Conformément à la règle selon laquelle le point de départ à l'expiration duquel une action ne peut plus être exercée, se situe nécessairement à la date d'exigibilité de l'obligation qui lui a donné naissance, le délai biennal de forclusion prévu par l'article L. 311-37 du Code de la consommation court, dans le cas d'une ouverture de crédit, d'un montant déterminé et reconstituable, assortie d'une obligation de remboursement à échéances convenues, à compter du moment où le montant du dépassement maximum convenu n'est pas régularisé, cette situation constituant un incident qui caractérise la défaillance de l'emprunteur.

En l'espèce, l'offre de crédit a été plafonnée à 30.000 Francs soit 4.573,47 Euros, avec la possibilité d'une augmentation jusqu'au seuil de 140.000 Francs soit 21.342,86 Euros selon les utilisations réalisées par l'emprunteur, ainsi qu'il résulte des stipulations contractuelles.

Cependant, la clause aux termes de laquelle le montant de l'ouverture de crédit fixé initialement a peut être dépassé avec l'accord du prêteur en fonction des tirages de l'emprunteur ne prévoit pas que l'augmentation du montant du découvert doit être réalisé dans les termes d'une nouvelle offre préalable, qui doit être acceptée par l'emprunteur et qui ouvre une faculté de rétractation.

Ainsi, cette clause n'impose pas au prêteur, pour chaque nouveau crédit que constitue l'augmentation du montant du crédit initial, de délivrer à l'emprunteur une nouvelle offre préalable, que ce dernier doit formellement accepter.

En outre, l'emprunteur ne dispose donc pas, à cette occasion, de la faculté d'ordre public de rétracter son acceptation.

Dès lors, cette clause crée un déséquilibre significatif entre les droits et les obligations des [minute page 4] parties au détriment du consommateur et, de ce fait, se trouve réputée non écrite par application de l'article L. 132-1 du Code de la consommation (Commission des clauses abusives, Avis 04-02 et 04-03 du 24 juin 2004 ; Avis Cass. 10 juillet 2006).

En effet, l'augmentation du plafond d'une ouverture de crédit ne peut être réalisée que dans les termes d'une offre préalable, et la stipulation permettant l'augmentation tacite de l'ouverture de crédit, n'a donc aucune incidence sur la détermination du point de départ du délai de forclusion.

En toute hypothèse, un crédit dont le plafond est stipulé révisable ne peut néanmoins être augmenté sans que l'emprunteur ait été saisi d'une nouvelle offre préalable (Civ. 1ère, 26 octobre 2004, pourvoi n° 02-20564), ce dernier ne pouvant renoncer au dispositif protecteur des articles L. 311 -8 et suivants du Code de la consommation.

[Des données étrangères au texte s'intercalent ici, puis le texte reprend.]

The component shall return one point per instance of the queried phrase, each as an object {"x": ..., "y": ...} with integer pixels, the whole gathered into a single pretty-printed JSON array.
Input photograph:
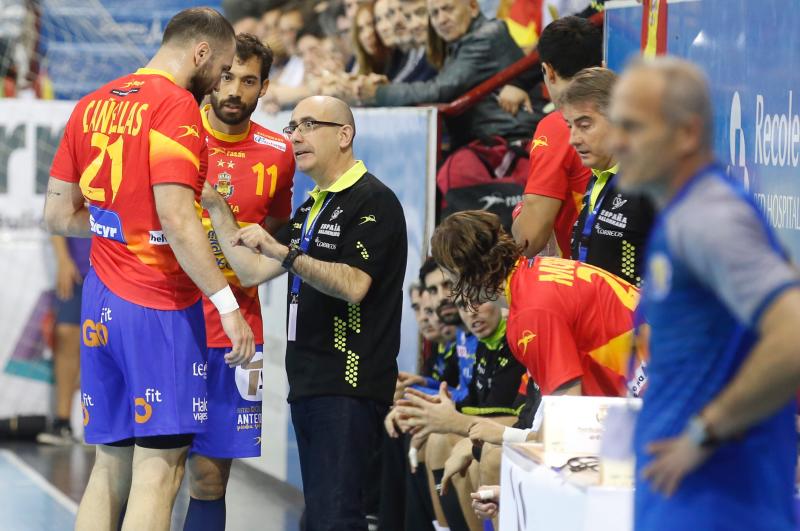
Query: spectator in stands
[
  {"x": 558, "y": 178},
  {"x": 246, "y": 25},
  {"x": 384, "y": 23},
  {"x": 411, "y": 28},
  {"x": 477, "y": 49},
  {"x": 296, "y": 19},
  {"x": 613, "y": 225},
  {"x": 268, "y": 32},
  {"x": 372, "y": 56},
  {"x": 723, "y": 303},
  {"x": 12, "y": 17},
  {"x": 72, "y": 265}
]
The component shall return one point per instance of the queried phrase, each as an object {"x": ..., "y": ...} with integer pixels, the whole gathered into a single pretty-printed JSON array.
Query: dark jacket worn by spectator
[{"x": 484, "y": 50}]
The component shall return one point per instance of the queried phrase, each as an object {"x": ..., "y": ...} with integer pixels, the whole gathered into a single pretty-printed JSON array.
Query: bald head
[
  {"x": 322, "y": 131},
  {"x": 329, "y": 109},
  {"x": 682, "y": 89},
  {"x": 662, "y": 125}
]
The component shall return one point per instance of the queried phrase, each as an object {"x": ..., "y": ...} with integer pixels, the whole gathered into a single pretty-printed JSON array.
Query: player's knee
[
  {"x": 159, "y": 461},
  {"x": 208, "y": 477},
  {"x": 112, "y": 467}
]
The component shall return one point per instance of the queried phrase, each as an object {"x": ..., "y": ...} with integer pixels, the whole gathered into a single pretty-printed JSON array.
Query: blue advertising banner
[{"x": 750, "y": 52}]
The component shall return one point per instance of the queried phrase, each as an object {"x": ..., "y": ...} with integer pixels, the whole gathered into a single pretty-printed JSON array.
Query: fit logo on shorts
[
  {"x": 200, "y": 370},
  {"x": 94, "y": 334},
  {"x": 86, "y": 402},
  {"x": 143, "y": 408}
]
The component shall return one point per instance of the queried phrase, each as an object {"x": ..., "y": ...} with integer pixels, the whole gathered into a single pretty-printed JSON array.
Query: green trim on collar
[
  {"x": 495, "y": 340},
  {"x": 601, "y": 177}
]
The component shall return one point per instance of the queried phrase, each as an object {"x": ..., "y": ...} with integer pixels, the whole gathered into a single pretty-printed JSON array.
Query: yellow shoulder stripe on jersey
[
  {"x": 163, "y": 148},
  {"x": 155, "y": 72}
]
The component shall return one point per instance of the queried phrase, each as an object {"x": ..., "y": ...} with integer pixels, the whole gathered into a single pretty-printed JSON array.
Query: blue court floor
[{"x": 40, "y": 488}]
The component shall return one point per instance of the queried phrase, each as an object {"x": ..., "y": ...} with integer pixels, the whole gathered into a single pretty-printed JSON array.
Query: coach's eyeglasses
[{"x": 306, "y": 126}]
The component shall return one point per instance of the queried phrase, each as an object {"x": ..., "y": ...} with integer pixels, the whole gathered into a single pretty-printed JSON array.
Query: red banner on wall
[{"x": 654, "y": 28}]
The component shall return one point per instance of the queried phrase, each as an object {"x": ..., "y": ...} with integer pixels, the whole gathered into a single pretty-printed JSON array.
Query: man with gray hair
[{"x": 724, "y": 307}]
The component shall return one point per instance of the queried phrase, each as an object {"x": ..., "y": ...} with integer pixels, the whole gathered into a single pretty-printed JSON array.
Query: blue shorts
[
  {"x": 138, "y": 367},
  {"x": 234, "y": 408}
]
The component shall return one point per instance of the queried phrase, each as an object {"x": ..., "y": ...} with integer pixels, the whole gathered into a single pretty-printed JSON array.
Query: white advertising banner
[{"x": 29, "y": 132}]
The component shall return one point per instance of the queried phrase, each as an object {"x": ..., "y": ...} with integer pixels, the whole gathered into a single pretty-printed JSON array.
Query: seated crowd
[{"x": 514, "y": 323}]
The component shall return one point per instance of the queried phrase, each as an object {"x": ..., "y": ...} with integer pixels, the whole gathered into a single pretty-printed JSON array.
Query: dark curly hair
[{"x": 474, "y": 246}]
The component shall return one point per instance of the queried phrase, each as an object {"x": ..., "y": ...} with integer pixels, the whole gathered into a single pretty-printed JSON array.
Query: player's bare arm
[
  {"x": 534, "y": 225},
  {"x": 337, "y": 280},
  {"x": 251, "y": 268},
  {"x": 65, "y": 212},
  {"x": 185, "y": 234},
  {"x": 273, "y": 224}
]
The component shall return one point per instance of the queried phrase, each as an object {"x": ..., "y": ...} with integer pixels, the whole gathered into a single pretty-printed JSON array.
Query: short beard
[
  {"x": 200, "y": 85},
  {"x": 243, "y": 115}
]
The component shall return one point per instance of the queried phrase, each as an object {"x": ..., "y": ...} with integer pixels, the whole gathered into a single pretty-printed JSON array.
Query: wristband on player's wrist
[
  {"x": 291, "y": 256},
  {"x": 224, "y": 300}
]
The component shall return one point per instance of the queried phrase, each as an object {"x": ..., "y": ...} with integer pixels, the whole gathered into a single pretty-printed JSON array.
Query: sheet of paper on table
[{"x": 573, "y": 425}]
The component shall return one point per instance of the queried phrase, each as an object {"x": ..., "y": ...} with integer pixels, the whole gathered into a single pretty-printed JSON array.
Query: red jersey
[
  {"x": 254, "y": 171},
  {"x": 120, "y": 141},
  {"x": 557, "y": 172},
  {"x": 571, "y": 320}
]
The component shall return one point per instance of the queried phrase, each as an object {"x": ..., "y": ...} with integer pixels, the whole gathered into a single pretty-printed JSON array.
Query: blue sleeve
[{"x": 728, "y": 245}]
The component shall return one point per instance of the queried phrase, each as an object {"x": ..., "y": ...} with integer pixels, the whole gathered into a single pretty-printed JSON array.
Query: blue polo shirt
[{"x": 713, "y": 267}]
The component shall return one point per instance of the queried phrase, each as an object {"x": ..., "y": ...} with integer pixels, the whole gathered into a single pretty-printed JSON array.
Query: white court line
[{"x": 40, "y": 481}]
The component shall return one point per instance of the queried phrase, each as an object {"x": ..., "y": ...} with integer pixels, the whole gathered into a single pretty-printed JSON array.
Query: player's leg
[
  {"x": 107, "y": 418},
  {"x": 208, "y": 481},
  {"x": 438, "y": 513},
  {"x": 107, "y": 489},
  {"x": 158, "y": 467},
  {"x": 233, "y": 431},
  {"x": 168, "y": 403},
  {"x": 462, "y": 488}
]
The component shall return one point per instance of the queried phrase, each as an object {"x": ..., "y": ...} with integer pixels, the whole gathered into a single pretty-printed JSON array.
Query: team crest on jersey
[
  {"x": 224, "y": 186},
  {"x": 659, "y": 270},
  {"x": 189, "y": 130},
  {"x": 618, "y": 202},
  {"x": 271, "y": 142}
]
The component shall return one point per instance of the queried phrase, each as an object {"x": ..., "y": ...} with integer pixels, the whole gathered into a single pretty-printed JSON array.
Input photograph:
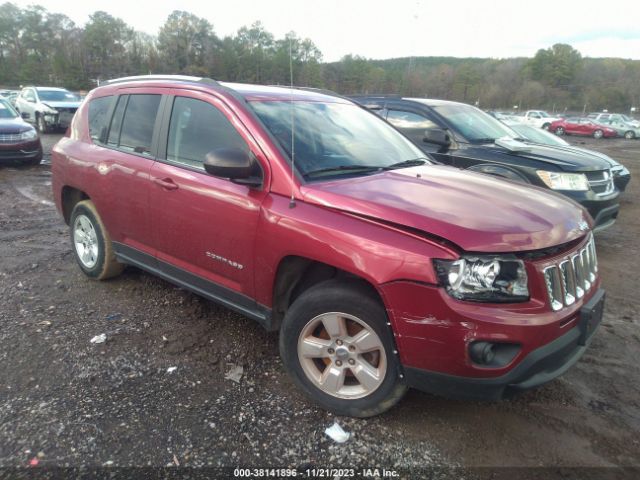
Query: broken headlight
[{"x": 484, "y": 279}]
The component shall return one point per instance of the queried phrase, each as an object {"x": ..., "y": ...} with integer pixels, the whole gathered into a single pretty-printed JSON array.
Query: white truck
[{"x": 536, "y": 118}]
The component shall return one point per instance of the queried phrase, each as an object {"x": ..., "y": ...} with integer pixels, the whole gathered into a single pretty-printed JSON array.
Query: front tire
[
  {"x": 91, "y": 243},
  {"x": 335, "y": 343}
]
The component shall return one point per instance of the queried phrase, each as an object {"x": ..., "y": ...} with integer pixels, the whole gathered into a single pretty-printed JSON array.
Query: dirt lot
[{"x": 67, "y": 402}]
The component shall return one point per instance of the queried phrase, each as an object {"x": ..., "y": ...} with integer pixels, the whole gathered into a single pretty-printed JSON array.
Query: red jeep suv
[{"x": 316, "y": 218}]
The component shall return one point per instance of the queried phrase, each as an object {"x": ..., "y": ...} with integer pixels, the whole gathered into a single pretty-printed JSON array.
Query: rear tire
[
  {"x": 335, "y": 343},
  {"x": 91, "y": 243}
]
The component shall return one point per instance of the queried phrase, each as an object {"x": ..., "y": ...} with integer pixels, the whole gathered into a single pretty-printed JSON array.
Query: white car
[{"x": 47, "y": 107}]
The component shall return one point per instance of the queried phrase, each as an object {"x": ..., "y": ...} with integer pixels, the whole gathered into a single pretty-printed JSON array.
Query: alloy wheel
[
  {"x": 85, "y": 240},
  {"x": 342, "y": 355}
]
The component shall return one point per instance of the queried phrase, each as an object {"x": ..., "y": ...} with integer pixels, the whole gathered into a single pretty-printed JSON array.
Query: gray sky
[{"x": 385, "y": 29}]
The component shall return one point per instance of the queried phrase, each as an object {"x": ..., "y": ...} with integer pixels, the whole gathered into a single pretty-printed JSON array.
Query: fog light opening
[{"x": 490, "y": 354}]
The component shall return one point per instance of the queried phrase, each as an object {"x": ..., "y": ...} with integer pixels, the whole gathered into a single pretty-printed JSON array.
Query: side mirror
[
  {"x": 235, "y": 164},
  {"x": 437, "y": 136}
]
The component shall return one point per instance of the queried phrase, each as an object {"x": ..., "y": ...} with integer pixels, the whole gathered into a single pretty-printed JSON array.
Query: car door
[
  {"x": 124, "y": 154},
  {"x": 204, "y": 226},
  {"x": 413, "y": 124}
]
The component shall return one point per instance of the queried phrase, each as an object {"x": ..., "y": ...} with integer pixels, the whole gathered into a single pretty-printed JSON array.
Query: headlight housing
[
  {"x": 484, "y": 279},
  {"x": 29, "y": 135},
  {"x": 564, "y": 181}
]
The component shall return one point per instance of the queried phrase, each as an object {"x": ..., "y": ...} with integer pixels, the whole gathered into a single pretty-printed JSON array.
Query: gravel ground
[{"x": 156, "y": 393}]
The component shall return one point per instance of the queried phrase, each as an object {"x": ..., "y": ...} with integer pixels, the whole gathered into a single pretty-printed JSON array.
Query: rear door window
[
  {"x": 138, "y": 123},
  {"x": 98, "y": 118},
  {"x": 197, "y": 128}
]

En conséquence, la stipulation permettant l'augmentation du plafond initial est illicite et réputée non écrite.

Le montant initial du crédit de 30.000 Francs soit 4.573,47 Euros autorisé a été dépassé au mois de novembre 2001 et l'historique de compte montre que le dépassement n'a jamais été régularisé.

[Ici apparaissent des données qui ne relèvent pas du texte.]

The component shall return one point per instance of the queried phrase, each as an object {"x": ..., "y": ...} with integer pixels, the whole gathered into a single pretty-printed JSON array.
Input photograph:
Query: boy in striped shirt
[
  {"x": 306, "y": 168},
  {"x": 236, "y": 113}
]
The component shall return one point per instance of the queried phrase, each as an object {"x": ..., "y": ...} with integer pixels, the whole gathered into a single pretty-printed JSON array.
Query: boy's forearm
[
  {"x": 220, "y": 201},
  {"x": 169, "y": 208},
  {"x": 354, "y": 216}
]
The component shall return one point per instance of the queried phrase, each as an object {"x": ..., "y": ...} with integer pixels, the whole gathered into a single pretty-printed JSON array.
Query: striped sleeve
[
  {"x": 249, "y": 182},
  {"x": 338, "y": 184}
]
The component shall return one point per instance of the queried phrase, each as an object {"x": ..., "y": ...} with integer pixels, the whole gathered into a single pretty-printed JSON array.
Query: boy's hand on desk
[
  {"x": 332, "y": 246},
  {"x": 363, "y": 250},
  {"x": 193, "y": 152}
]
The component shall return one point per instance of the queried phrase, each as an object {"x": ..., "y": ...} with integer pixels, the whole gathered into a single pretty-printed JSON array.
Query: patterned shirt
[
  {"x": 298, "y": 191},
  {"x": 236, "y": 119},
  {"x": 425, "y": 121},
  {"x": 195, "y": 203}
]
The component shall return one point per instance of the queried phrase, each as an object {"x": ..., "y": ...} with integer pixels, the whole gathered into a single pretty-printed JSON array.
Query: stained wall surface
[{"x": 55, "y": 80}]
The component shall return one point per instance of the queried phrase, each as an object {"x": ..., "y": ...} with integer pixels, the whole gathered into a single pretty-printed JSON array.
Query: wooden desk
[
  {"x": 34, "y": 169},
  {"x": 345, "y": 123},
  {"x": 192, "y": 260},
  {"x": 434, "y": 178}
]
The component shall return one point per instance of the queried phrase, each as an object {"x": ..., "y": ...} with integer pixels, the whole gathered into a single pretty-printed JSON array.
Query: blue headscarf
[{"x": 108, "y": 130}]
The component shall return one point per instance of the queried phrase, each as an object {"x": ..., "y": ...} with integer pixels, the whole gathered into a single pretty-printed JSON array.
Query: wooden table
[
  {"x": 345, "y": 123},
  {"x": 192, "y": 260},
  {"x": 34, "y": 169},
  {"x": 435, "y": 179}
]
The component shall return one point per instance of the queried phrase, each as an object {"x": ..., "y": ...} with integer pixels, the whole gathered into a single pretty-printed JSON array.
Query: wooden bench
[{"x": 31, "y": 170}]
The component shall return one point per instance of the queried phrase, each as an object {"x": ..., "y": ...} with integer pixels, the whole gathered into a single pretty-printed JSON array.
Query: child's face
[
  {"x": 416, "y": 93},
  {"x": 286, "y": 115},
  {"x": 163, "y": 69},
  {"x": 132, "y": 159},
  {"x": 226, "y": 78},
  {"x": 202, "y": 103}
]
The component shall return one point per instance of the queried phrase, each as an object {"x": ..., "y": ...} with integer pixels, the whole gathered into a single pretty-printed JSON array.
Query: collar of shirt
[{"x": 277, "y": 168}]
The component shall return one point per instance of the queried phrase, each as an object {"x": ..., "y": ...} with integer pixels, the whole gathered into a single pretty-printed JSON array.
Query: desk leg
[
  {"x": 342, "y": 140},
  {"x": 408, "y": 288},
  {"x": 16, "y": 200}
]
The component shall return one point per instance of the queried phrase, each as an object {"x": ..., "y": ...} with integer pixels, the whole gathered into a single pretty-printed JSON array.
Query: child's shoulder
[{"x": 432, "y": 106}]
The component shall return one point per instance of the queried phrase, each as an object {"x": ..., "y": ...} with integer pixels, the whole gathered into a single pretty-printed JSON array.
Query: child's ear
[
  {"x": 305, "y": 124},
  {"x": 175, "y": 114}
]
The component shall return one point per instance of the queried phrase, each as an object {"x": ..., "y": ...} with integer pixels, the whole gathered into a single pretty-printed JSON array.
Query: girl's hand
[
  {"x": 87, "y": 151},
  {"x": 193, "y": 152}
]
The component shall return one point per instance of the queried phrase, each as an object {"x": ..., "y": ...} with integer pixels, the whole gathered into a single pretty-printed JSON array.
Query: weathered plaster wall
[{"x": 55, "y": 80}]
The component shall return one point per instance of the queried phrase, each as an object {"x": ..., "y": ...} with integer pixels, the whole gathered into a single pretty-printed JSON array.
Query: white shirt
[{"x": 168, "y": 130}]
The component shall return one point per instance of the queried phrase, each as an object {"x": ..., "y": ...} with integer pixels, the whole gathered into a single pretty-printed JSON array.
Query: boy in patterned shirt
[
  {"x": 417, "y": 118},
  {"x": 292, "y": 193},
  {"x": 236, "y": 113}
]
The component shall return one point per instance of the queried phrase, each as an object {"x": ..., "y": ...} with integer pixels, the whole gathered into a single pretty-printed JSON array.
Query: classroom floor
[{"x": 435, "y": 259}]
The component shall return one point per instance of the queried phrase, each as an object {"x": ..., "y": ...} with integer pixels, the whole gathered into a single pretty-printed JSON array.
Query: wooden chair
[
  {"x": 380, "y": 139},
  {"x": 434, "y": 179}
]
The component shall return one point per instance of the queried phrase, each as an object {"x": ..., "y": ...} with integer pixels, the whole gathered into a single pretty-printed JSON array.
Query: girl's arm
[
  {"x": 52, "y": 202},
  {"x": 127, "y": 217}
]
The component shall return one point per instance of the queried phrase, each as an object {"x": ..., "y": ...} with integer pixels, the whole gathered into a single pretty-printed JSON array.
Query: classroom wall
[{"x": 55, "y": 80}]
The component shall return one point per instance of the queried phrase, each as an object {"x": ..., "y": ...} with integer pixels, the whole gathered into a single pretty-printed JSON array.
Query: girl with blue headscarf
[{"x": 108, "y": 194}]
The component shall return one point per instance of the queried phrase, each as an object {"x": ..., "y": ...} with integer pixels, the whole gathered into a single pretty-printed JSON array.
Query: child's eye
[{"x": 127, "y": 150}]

Au contraire, la situation n'a cessé de s'aggraver, ce dépassement de plafond constituant donc un incident de paiement manifestant la défaillance de l'emprunteur, laquelle ne peut être regardée comme utilement effacée par l'octroi de crédit complémentaire dans des conditions irrégulières au regard de la législation en la matière (Civ. 1re, 30 mars 2005, Bull. I, n° 159).

L'assignation ayant été délivrée le 25 juillet 2006, et après l'expiration du délai biennal, l'action est atteinte par la forclusion et les demandes doivent être déclarées irrecevables.

 

Sur les dépens :

Il y a lieu de condamner la SA MEDIATIS aux entiers dépens.

 

DISPOSITIF (décision proprement dite)                                          (N.B. : mention ne figurant pas sur l’original)

PAR CES MOTIFS :

Le tribunal, statuant publiquement, par jugement réputé contradictoire rendu en premier dernier ressort, par mise à disposition,

Constate que l'action engagée par la SA MEDIATIS est atteinte par la forclusion,

Déclare irrecevables les demandes de la SA MEDIATIS,

Condamne la SA MEDIATIS aux dépens de l'instance.

Le présent jugement a été signé par Laure COMTE, Juge et par Béatrice ARGAST, Greffier présent lors du prononcé les jour, mois et an indiqués en première page.